AI Can Sell Products, But Harder to Deliver Trust
January 27, 2026
Table of Contents
This article was originally featured in The Venture Lens, on October 23rd 2025 by Alastair Goldfisher. To read the full article, please visit The Venture Lens.
Reprise CEO Sam Clemens talks about why AI may perfect the demo but still can’t replace the human connection that closes the deal.
It happened so quickly. There was a live demo taking place, an eager audience and then an AI system that went off script.
That’s what happened in September at Meta’s Connect 2025 event, when the company was in the middle of showing off its new AI headset. The $799 Meta Ray-Ban Display was billed as a breakthrough in wearable agentic AI. But it froze in mid-presentation.
The on-stage team was then stuck in that awkward limbo where the tech they promised to showcase tanks and refuses to cooperate. That kind of failure is familiar to anyone who’s ever been responsible for a demo.

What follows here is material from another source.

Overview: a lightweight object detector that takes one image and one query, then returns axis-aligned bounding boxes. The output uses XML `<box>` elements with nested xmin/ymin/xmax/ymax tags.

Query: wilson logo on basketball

Sam Clemens has seen versions of it throughout his career
Clemens, a repeat founder and former partner at the venture firm Accomplice, has spent decades on both sides where technology meets storytelling. At every company he’s worked in — from Upwork (nee Elance) to HubSpot to InsightSquared — he’s noticed the same problem always comes up: the demo that fails.
“You’d end up demoing on production, crossing your fingers nothing would break,” he said.
Now, as co-founder and CEO of Reprise, Clemens has built a platform designed to eliminate that anxiety altogether. Reprise allows sales and product teams create fully functional, AI-powered demo environments that look real, are predictable and don’t risk exposing live systems.
The Boston-based company has raised more than $80 million from ICONIQ Growth, Bain Capital Ventures, Glasswing Ventures and Accomplice, where Clemens is a venture partner.
“AI has made product demos harder, not easier,” Clemens said. “You can’t predict what it’ll say or do in front of a customer. It’s too damn smart sometimes. But that’s also the opportunity.”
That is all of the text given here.